Calafi kept close to Reynard, suspicious of these newcomers, until he introduced them and told her of their time blunting drakes. Then she smiled and stood up on her toes like a fine lady, holding out her hands and dancing around Maggie.
“We have been following Troy,” Maggie said, also slowly turning, arms out, looking down on the girl. Gareth opened his slung pouch with a wry grin, revealing to Calafi and then the rest dozens of yellow tallow candles. “The magician is dead, but lives on in bone-wives. They have guided us from the western shore to these cities. Have you seen them?”
“We have seen evidence he is not yet done with us,” Widsith said, and gave Maggie a great hug, which she winced to receive, but then smiled and patted his arm.
“I have not the benefit of Calybo’s ministrations,” she said. “Travel is hard for me. There have been no Eaters in Zodiako since you left, and none just beneath the sky. Maeve is gone… That you have heard? She passed before the final assault.”

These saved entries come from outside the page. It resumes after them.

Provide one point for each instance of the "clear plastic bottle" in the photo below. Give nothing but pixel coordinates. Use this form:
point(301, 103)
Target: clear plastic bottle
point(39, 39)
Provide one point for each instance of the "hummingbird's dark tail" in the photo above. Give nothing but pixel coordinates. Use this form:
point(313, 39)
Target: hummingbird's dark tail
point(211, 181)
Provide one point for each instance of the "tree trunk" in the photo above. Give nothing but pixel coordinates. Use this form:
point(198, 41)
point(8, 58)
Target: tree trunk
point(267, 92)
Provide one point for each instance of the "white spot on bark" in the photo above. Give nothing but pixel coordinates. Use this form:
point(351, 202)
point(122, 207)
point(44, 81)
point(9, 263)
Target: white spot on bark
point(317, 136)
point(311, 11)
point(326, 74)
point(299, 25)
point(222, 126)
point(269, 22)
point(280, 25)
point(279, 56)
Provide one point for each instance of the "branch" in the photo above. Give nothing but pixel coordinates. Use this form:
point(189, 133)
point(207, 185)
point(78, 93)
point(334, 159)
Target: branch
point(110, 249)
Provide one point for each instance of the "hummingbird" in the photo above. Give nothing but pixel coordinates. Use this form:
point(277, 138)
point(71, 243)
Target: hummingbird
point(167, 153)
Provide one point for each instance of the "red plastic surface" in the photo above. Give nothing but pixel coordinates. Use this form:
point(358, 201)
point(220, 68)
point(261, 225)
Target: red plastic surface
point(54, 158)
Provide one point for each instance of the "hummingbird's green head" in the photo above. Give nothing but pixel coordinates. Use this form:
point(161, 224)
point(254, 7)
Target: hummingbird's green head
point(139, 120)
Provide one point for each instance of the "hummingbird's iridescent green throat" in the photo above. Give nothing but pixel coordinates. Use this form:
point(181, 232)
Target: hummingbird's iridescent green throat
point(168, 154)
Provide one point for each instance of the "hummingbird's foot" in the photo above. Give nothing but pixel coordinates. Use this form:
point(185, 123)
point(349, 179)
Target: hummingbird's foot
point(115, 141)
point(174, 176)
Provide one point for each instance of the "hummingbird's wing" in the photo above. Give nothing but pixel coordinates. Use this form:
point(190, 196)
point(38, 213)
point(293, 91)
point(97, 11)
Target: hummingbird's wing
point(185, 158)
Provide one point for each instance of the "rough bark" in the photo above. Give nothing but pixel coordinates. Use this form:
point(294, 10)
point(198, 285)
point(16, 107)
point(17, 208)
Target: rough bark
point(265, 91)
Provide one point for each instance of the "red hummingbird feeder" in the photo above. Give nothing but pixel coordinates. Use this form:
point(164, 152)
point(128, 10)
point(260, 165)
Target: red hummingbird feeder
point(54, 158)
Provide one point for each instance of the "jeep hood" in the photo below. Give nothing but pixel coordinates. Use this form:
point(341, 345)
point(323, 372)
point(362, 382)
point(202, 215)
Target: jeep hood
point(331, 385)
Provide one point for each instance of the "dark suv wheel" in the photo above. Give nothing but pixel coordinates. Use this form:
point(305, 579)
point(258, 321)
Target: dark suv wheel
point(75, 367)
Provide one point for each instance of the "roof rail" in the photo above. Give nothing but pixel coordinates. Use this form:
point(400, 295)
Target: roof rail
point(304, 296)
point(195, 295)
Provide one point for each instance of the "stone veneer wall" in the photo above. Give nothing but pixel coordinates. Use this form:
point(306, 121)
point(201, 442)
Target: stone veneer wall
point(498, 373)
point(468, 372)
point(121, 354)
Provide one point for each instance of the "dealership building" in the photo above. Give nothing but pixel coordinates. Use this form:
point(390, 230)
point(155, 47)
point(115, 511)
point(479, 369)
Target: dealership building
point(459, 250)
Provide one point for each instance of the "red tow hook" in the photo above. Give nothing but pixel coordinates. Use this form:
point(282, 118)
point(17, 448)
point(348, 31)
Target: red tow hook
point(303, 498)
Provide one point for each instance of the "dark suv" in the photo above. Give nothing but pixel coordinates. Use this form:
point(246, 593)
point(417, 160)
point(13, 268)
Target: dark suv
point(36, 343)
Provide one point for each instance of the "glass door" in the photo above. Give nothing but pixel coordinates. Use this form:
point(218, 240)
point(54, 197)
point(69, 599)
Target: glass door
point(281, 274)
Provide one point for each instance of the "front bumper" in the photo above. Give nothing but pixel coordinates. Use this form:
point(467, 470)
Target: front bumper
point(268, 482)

Widsith’s eyes grew misty, and he nodded.
Another figure came out of the gate and approached them at a run, and Dana stood with them, holding Reynard’s hands in hers, and then Widsith’s. Kern stood aside, as did Valdis, but Calafi hugged them all.
“You know Nikolias,” the Pilgrim said. “He hath served Zodiako as guide and go-between many decades.”
“I am better acquainted with Yuchil,” Maggie said. “But it is a pleasure to meet the man who serveth her!”
Nikolias could not look away from the krater, or the thin mist that rose from its center and twined upward like a vine made of clouds. “What happened here? Have the armies of the Sister Queens killed them all?”
“No,” Maggie said. “There is worse news than that, we fear.”
“Let us build a fire,” Gareth said, “and cook the last of our food, even in this heat. Whatever our appetite, we have need of our strength, for we have cold tales to tell.”